Relative binding free energy calculation as a valuable tool for driving fragment optimization campaigns. On the left side of the panel, the traditional thermodynamics cycle for ΔΔG calculation exploiting molecular simulation is depicted. The physical path (vertical arrows) describing the absolute free energy of binding (ΔG°) are affected by convergence because of the massive system perturbation sampled, making the calculation inefficient. On the right side, the nonphysical alchemical path (horizontal arrow) is shown, in which a ligand is perturbed into another both in the bound and unbound state, providing greater convergence. Abbreviation: FEP, free energy perturbation.

Figure 4

Summary of a canonical in silico fragment-based drug discovery (FBDD) pipeline, highlighting the applicability of different molecular simulation-based approaches.
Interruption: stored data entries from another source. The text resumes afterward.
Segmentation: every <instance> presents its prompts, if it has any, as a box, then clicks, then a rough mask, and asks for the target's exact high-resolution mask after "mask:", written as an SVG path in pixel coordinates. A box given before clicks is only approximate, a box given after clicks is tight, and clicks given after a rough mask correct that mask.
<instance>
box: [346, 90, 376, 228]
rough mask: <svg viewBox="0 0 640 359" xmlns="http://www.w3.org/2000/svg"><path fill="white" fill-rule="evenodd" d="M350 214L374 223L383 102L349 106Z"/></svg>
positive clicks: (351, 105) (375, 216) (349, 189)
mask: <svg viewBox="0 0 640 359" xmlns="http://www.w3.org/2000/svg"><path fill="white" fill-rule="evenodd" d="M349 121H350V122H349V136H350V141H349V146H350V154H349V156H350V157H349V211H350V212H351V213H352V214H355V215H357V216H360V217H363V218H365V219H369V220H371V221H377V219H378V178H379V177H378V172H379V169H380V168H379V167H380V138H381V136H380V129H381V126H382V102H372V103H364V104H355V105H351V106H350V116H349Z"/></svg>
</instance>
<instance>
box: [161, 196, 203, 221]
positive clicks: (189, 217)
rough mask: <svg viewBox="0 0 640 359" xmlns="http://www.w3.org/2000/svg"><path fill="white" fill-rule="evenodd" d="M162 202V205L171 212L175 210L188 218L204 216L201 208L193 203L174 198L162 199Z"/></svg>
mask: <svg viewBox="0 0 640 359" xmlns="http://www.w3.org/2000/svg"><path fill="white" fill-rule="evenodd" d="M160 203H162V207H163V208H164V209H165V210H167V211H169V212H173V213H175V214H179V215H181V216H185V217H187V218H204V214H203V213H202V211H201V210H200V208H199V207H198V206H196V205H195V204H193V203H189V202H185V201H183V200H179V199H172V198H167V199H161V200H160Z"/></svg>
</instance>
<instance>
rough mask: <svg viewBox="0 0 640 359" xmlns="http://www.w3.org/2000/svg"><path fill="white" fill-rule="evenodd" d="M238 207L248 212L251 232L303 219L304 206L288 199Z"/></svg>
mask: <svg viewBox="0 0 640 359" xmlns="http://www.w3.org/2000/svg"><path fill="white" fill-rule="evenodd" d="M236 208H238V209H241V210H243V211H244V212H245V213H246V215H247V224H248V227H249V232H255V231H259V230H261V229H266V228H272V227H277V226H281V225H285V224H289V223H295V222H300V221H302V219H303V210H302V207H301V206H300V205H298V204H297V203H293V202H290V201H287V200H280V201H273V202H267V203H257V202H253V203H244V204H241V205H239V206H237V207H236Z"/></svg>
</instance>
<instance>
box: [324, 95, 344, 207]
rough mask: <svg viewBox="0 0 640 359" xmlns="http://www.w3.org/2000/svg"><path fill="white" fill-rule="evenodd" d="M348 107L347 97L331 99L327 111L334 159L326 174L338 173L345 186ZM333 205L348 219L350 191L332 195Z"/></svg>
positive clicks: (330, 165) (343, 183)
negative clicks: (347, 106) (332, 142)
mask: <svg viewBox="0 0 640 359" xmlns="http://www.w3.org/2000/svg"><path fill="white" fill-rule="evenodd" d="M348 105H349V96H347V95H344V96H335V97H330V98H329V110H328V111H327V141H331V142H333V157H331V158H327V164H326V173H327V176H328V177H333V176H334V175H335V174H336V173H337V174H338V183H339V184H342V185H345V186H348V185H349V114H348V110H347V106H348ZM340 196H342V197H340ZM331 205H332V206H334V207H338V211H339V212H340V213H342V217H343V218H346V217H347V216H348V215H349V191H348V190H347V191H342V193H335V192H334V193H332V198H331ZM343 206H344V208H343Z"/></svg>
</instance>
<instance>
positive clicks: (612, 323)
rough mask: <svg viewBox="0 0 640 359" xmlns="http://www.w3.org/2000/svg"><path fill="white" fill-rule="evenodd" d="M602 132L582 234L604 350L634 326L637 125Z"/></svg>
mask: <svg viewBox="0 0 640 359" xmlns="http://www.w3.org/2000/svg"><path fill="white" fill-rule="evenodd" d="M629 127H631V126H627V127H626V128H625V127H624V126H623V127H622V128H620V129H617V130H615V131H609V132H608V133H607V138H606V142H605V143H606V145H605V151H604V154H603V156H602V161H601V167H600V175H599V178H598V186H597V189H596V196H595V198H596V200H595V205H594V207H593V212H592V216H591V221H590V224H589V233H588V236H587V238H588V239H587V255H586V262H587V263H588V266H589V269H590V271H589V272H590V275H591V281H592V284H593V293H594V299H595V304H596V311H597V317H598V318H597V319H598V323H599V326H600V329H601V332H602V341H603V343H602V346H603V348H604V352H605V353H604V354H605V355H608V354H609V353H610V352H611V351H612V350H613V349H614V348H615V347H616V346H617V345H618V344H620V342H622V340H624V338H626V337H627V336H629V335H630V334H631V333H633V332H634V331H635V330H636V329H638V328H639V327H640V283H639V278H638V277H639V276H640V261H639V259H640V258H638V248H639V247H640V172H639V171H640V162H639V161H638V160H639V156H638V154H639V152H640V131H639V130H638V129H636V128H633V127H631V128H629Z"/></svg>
For each computational methodology, the simulation timescale that is required is reported, as well as the main (black dot) or secondary (white dots) applications. The table highlights the differences between approaches that can provide cross-cutting support to many FBDD phases (e.g., Markov state models; MSMs) from those that, because of their specificity and complexity, have a more focused use (e.g., free energy perturbation; FEP). Abbreviations: HT-SuMD, high-throughput supervised molecular dynamics; MSMD, mixed-solvent molecular dynamics; NCMC, nonequilibrium candidate Monte Carlo; SMD, steered molecular dynamics.